Local industries have warned that a government audit of oil firms could send the wrong signal to potential investors that the state is intervening in deregulated industries.
Jesus L. Arranza, president of the Federation of Philippine Industries (FPI), has urged the Commission on Audit (COA) to reconsider its plan to check the books of the oil companies.
“The oil industry is already deregulated so having the oil players audited by the COA could be construed as a state intervention,” he said.
Instead, Arranza said if the government must look into the financial books of the oil firms, it can hire an independent auditing firm
“The same result can be achieved by asking independent auditors to conduct the audit, with the Departments of Energy, Justice and other concerned government agencies sitting as observers,” Arranza said.
He explained that looking into the books of oil firms may be justified because this would safeguard the welfare of Filipino consumers against possible abuses.

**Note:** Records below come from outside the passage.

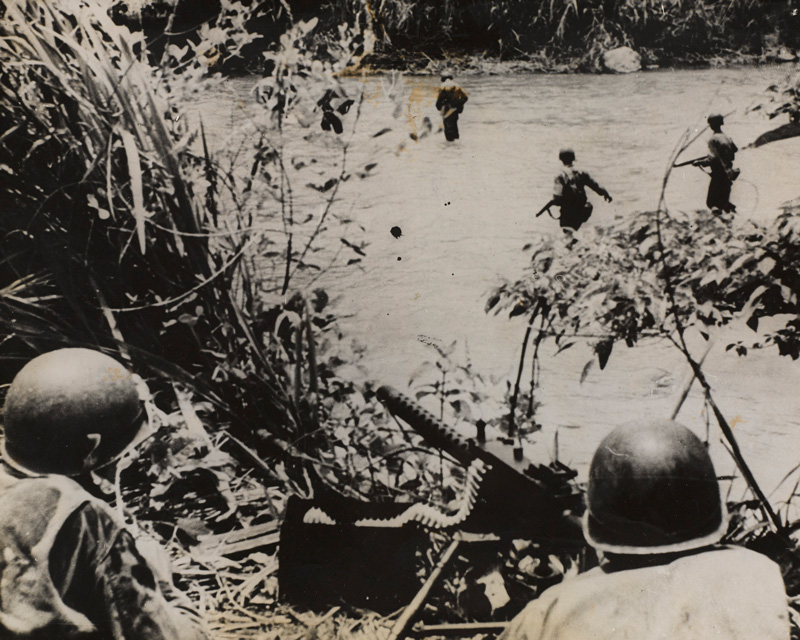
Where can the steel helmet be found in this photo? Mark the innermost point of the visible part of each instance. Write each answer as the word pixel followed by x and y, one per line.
pixel 653 489
pixel 58 400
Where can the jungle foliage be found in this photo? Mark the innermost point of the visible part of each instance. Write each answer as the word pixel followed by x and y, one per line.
pixel 665 33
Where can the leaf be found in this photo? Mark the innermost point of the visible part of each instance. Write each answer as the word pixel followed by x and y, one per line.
pixel 518 309
pixel 135 170
pixel 349 244
pixel 492 302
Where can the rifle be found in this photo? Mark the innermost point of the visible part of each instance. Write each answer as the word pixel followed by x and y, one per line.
pixel 546 208
pixel 692 161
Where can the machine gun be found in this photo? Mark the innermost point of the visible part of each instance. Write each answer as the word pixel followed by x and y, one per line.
pixel 335 549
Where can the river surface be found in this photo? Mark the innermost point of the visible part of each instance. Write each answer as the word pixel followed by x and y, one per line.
pixel 466 209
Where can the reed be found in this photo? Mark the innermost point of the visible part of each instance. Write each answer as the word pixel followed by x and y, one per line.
pixel 114 232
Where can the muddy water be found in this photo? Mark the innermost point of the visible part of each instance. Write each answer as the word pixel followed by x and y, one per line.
pixel 466 209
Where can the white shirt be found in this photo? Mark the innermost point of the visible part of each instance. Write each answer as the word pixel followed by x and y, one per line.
pixel 729 593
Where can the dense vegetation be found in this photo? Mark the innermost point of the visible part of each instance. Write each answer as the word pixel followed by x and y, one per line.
pixel 557 35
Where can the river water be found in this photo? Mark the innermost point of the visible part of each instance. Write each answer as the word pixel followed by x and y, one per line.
pixel 466 209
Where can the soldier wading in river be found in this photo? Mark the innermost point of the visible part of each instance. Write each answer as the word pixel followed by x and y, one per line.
pixel 655 516
pixel 569 194
pixel 69 569
pixel 722 151
pixel 450 103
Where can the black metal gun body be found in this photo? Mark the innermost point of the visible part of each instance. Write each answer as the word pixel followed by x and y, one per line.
pixel 516 497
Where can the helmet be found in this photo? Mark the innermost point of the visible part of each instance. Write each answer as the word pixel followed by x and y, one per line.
pixel 70 410
pixel 653 489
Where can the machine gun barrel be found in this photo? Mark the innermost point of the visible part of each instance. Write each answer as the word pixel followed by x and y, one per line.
pixel 427 425
pixel 545 489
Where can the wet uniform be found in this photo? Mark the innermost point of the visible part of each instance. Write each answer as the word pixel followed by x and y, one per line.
pixel 70 571
pixel 729 593
pixel 450 102
pixel 569 191
pixel 722 152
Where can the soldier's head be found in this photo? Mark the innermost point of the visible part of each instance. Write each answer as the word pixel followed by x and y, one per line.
pixel 653 490
pixel 70 411
pixel 715 121
pixel 567 156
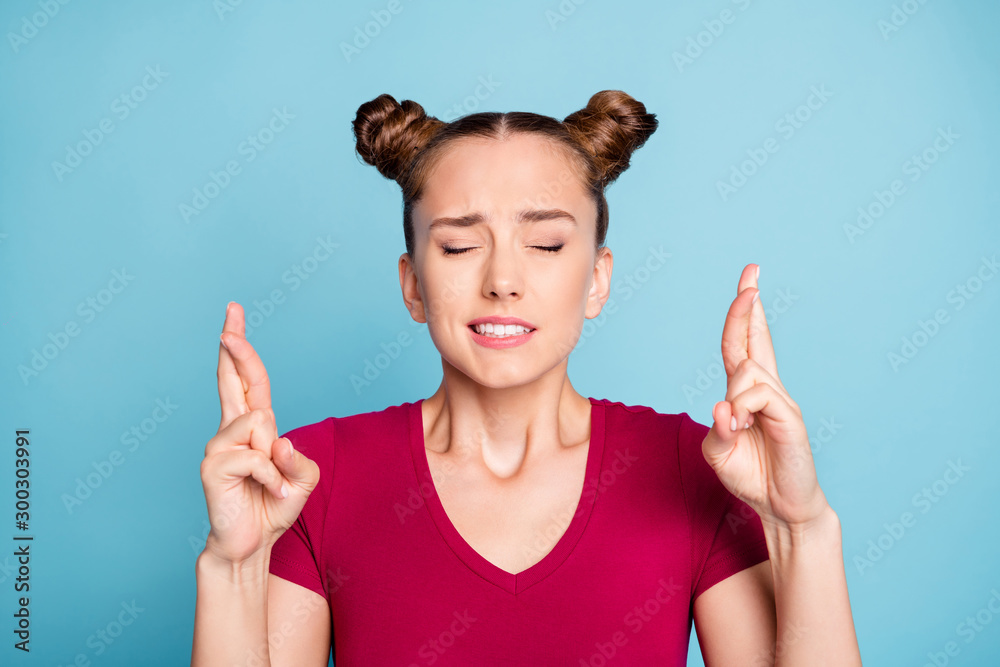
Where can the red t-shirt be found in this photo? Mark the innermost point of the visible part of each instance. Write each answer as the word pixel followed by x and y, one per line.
pixel 653 529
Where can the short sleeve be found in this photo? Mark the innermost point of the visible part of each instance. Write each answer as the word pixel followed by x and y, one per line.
pixel 726 534
pixel 297 553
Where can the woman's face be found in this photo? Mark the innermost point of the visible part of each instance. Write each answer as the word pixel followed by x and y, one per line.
pixel 475 259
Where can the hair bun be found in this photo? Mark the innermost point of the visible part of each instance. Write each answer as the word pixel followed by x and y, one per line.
pixel 611 127
pixel 389 134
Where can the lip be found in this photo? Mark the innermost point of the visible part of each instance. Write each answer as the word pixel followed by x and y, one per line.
pixel 501 343
pixel 502 320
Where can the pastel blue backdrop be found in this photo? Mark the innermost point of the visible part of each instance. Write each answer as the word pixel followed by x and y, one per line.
pixel 849 148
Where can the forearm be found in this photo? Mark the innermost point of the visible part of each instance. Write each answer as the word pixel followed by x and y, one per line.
pixel 230 620
pixel 815 624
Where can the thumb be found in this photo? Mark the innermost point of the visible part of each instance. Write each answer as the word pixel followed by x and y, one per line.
pixel 297 468
pixel 721 438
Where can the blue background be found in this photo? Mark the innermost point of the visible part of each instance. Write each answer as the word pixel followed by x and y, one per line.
pixel 838 304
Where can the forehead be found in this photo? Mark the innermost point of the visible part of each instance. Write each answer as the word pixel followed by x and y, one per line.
pixel 524 169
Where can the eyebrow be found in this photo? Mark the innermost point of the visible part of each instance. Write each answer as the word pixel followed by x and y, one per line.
pixel 527 215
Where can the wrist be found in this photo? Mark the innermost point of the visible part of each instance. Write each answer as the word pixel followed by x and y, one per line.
pixel 252 569
pixel 824 529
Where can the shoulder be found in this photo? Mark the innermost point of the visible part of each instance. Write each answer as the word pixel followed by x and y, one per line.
pixel 673 425
pixel 321 437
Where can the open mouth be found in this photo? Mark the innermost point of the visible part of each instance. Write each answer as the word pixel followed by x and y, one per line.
pixel 497 331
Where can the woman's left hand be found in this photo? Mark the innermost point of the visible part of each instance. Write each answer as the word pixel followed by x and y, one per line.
pixel 769 464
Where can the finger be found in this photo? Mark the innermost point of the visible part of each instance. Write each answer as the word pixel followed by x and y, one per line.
pixel 720 439
pixel 298 469
pixel 759 345
pixel 253 375
pixel 253 430
pixel 748 373
pixel 734 332
pixel 232 396
pixel 235 466
pixel 764 400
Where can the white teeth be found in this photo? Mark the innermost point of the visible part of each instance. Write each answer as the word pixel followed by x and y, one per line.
pixel 500 330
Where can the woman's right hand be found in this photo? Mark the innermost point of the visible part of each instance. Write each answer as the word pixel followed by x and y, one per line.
pixel 246 466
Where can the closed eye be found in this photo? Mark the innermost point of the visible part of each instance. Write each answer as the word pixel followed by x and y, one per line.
pixel 459 251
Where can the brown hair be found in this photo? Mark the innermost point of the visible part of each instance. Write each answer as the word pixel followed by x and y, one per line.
pixel 403 142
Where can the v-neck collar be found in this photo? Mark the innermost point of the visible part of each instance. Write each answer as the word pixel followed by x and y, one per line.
pixel 512 583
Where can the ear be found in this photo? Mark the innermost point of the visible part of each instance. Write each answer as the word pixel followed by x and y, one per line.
pixel 600 289
pixel 411 288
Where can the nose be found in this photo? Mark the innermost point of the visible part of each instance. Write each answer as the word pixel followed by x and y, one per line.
pixel 503 277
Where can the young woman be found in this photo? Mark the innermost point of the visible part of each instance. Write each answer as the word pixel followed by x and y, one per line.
pixel 507 519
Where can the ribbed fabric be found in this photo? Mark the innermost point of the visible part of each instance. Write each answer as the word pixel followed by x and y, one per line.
pixel 653 529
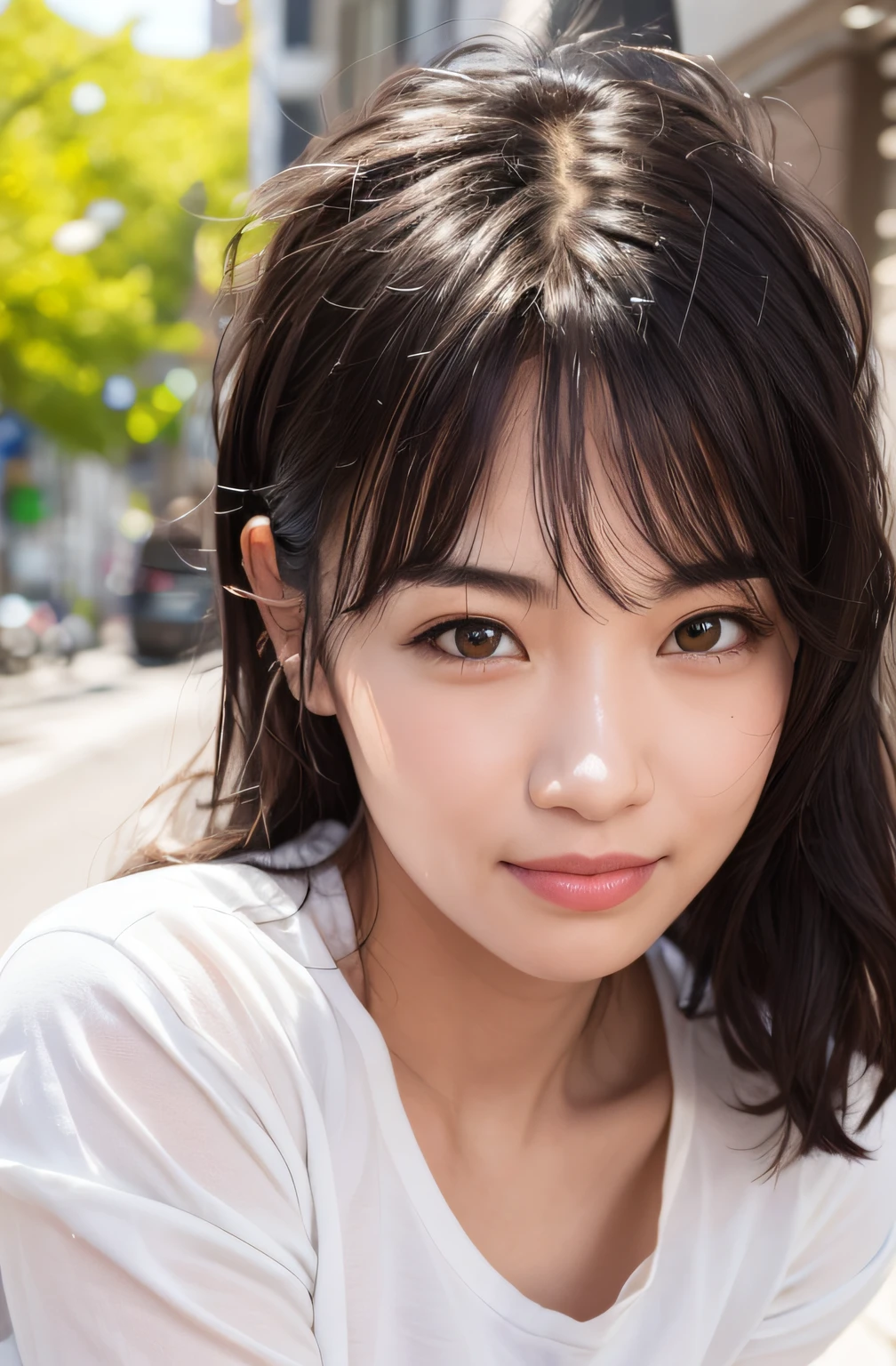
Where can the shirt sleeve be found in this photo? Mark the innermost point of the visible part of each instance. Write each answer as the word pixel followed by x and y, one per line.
pixel 842 1254
pixel 153 1200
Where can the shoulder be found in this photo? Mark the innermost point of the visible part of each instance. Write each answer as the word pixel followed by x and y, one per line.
pixel 178 952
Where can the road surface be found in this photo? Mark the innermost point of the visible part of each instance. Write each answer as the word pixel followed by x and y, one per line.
pixel 84 747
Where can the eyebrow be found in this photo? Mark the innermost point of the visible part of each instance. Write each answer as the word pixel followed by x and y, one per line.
pixel 524 588
pixel 527 589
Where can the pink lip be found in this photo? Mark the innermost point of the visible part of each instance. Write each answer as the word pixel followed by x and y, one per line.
pixel 585 884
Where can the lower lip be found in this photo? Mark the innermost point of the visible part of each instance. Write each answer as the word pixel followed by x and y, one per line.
pixel 583 891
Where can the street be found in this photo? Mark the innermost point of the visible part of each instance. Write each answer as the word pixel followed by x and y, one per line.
pixel 82 747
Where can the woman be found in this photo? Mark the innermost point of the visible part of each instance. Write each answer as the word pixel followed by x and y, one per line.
pixel 532 994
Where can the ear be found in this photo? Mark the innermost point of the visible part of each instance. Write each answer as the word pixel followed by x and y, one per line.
pixel 283 612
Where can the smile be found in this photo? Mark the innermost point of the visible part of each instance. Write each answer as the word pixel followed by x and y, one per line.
pixel 582 884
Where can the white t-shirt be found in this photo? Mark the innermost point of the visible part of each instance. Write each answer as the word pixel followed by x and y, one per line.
pixel 204 1160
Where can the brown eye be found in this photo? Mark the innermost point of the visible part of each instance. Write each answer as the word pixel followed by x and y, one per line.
pixel 700 634
pixel 474 639
pixel 477 639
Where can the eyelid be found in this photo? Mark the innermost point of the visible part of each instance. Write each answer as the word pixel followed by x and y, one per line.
pixel 756 624
pixel 432 632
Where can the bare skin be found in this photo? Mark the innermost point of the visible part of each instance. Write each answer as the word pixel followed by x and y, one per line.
pixel 541 1104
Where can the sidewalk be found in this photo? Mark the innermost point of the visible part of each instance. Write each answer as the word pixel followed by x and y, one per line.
pixel 82 749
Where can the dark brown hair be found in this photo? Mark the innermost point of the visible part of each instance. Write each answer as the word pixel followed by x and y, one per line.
pixel 613 217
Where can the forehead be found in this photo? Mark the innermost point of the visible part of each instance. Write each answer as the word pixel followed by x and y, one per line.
pixel 507 530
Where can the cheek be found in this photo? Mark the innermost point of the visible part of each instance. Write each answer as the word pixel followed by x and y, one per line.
pixel 424 751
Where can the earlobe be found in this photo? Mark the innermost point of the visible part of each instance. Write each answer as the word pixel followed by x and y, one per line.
pixel 282 608
pixel 320 695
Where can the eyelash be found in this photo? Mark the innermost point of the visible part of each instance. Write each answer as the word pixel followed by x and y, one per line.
pixel 432 632
pixel 753 623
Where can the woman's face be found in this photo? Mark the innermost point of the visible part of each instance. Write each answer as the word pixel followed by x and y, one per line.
pixel 559 782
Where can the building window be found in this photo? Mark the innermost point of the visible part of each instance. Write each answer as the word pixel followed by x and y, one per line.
pixel 298 23
pixel 300 122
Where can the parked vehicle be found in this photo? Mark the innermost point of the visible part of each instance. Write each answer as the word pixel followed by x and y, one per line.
pixel 28 629
pixel 172 606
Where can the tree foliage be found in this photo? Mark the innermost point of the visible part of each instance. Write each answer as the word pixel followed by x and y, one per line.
pixel 171 133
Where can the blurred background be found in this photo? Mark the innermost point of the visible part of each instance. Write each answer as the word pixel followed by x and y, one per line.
pixel 132 133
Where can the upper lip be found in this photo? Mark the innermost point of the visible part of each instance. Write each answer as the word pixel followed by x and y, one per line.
pixel 582 865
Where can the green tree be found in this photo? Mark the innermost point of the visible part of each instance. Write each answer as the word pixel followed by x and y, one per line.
pixel 159 144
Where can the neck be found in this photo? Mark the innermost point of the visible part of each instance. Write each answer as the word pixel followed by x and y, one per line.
pixel 468 1026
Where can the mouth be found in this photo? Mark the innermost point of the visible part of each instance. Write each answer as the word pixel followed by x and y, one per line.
pixel 585 884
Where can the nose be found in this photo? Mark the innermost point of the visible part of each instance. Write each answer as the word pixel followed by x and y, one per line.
pixel 593 754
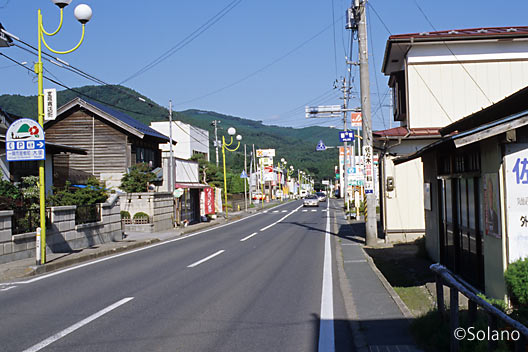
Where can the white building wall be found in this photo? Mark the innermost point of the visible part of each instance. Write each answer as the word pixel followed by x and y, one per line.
pixel 404 205
pixel 448 83
pixel 187 137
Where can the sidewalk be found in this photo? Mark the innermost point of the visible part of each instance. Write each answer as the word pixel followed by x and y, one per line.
pixel 380 318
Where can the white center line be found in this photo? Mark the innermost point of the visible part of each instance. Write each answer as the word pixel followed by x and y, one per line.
pixel 248 237
pixel 276 222
pixel 326 325
pixel 355 261
pixel 76 326
pixel 206 259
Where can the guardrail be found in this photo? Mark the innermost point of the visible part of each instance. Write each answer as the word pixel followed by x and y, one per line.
pixel 445 277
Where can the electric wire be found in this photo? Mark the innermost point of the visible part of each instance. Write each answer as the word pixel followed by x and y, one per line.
pixel 452 53
pixel 335 49
pixel 423 81
pixel 375 70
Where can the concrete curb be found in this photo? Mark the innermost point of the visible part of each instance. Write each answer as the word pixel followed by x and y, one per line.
pixel 359 340
pixel 401 305
pixel 37 270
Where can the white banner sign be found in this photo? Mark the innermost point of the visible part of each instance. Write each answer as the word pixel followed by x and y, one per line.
pixel 516 185
pixel 369 169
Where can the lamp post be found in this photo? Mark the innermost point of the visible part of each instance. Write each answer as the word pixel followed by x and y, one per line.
pixel 83 13
pixel 231 131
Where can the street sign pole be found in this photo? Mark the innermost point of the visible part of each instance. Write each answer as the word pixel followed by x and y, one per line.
pixel 370 217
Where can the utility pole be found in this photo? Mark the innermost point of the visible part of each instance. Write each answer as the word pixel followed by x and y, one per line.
pixel 171 160
pixel 215 123
pixel 245 180
pixel 345 173
pixel 370 216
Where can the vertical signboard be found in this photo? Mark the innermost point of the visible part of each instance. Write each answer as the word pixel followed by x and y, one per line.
pixel 355 119
pixel 25 141
pixel 50 104
pixel 516 189
pixel 209 200
pixel 368 169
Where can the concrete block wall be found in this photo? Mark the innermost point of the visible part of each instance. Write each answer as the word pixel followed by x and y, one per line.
pixel 62 235
pixel 158 205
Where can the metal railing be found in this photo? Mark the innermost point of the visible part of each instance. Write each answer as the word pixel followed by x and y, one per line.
pixel 85 214
pixel 445 277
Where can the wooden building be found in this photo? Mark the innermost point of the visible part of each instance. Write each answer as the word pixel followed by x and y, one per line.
pixel 113 140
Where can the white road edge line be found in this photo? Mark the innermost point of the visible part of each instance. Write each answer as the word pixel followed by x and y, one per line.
pixel 276 222
pixel 133 251
pixel 248 237
pixel 76 326
pixel 326 324
pixel 205 259
pixel 129 252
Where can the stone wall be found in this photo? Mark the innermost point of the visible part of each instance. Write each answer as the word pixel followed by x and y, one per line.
pixel 158 205
pixel 62 235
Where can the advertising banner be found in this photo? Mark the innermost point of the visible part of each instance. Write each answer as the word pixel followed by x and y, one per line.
pixel 209 200
pixel 265 153
pixel 516 189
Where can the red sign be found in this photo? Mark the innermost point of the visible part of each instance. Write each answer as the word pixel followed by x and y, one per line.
pixel 209 200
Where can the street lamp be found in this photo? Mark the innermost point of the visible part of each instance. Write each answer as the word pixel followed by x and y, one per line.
pixel 83 13
pixel 231 131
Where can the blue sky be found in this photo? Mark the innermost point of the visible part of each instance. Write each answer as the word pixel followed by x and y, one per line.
pixel 264 59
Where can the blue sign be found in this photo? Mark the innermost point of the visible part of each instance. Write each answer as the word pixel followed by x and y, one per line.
pixel 25 141
pixel 346 136
pixel 321 146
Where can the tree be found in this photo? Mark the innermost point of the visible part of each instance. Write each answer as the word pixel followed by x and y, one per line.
pixel 137 179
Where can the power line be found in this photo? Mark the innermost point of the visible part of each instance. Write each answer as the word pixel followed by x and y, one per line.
pixel 452 53
pixel 335 49
pixel 375 70
pixel 186 41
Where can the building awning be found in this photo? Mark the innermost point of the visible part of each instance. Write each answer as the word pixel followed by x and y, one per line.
pixel 190 185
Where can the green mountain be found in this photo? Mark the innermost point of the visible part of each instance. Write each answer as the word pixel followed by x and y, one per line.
pixel 296 145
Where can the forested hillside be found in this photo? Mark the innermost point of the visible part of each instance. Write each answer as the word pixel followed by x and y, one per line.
pixel 296 145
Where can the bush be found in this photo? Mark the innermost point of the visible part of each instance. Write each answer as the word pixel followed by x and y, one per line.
pixel 91 193
pixel 125 214
pixel 140 214
pixel 137 179
pixel 516 277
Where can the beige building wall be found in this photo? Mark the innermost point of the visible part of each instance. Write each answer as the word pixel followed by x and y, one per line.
pixel 493 248
pixel 449 81
pixel 404 205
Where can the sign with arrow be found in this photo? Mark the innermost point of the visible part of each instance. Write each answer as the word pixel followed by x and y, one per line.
pixel 25 141
pixel 320 146
pixel 346 136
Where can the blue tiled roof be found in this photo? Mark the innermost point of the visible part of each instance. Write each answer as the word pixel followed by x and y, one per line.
pixel 128 120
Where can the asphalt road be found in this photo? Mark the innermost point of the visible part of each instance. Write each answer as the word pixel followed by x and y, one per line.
pixel 252 285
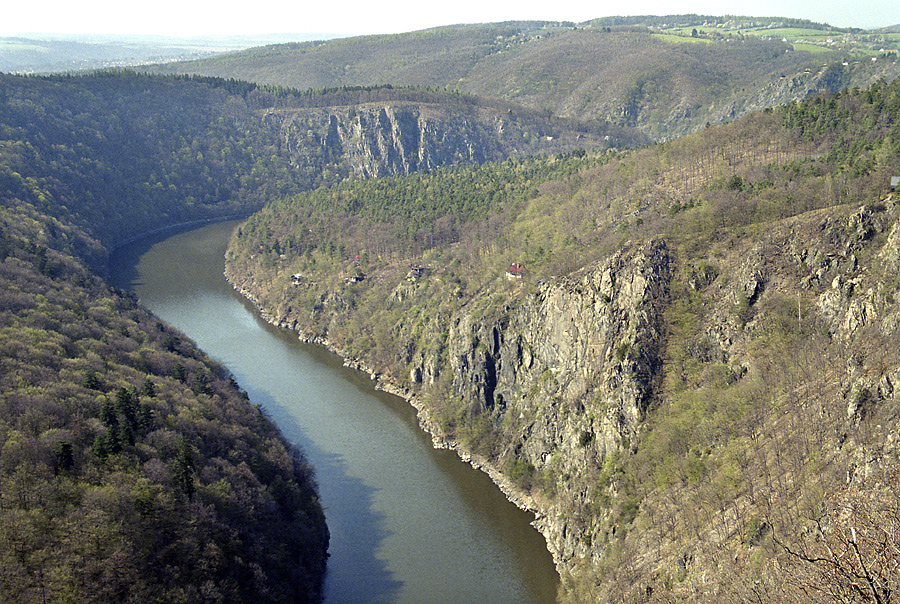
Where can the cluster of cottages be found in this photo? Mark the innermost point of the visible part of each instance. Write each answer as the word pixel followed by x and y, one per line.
pixel 513 272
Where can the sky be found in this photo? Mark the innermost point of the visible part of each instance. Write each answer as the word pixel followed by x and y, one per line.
pixel 353 17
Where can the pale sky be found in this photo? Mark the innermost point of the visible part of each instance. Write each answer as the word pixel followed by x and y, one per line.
pixel 202 17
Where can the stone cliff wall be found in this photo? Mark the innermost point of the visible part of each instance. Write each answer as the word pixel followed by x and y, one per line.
pixel 390 138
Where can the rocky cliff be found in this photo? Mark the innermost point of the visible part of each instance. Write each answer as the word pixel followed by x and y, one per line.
pixel 400 137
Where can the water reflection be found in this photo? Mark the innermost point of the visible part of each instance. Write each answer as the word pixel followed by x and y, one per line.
pixel 409 524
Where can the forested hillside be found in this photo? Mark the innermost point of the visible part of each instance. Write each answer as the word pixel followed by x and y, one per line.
pixel 120 154
pixel 666 76
pixel 132 468
pixel 679 357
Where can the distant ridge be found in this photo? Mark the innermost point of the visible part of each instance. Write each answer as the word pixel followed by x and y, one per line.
pixel 666 75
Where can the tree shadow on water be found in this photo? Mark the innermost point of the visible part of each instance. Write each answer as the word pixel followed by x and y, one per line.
pixel 354 572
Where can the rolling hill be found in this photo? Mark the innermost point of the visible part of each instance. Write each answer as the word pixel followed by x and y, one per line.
pixel 651 73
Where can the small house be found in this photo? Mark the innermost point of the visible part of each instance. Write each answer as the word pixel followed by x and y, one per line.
pixel 416 272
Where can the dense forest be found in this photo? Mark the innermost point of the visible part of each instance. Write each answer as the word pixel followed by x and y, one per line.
pixel 132 468
pixel 648 73
pixel 679 355
pixel 765 418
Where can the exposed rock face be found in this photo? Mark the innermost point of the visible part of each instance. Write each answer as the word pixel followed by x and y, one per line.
pixel 566 376
pixel 389 138
pixel 551 385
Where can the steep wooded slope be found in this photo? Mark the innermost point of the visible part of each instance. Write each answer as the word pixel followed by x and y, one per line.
pixel 679 358
pixel 131 467
pixel 628 75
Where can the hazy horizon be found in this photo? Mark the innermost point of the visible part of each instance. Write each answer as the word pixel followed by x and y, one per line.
pixel 192 19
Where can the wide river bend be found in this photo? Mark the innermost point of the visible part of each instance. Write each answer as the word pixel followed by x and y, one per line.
pixel 409 524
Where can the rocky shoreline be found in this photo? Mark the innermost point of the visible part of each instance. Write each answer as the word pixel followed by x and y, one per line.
pixel 384 383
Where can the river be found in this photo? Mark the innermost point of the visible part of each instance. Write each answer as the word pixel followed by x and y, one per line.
pixel 409 524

However, Arranza said the COA is not the appropriate party to conduct the audit.
He said this is because there is a danger that this would be made as a precedent for the state to encroach on more privately-held businesses, and consequently discourage businessmen, especially the foreign investors, to invest the needed capital to make the various Philippine industries and sectors more vibrant.
Las August, President Arroyo ordered the Department of Energy (DOE) and COA to conduct an “intensive audit” on oil and power.
Under the Downstream Oil Industry Deregulation of 1998, both the executive and legislative department have the power to direct the DOE to investigate and report the facts relating to any alleged violation of RA 8479 by any person or corporation.
The government said the DOE can use its powers under the law to thwart possible pricing abuses by the oil companies.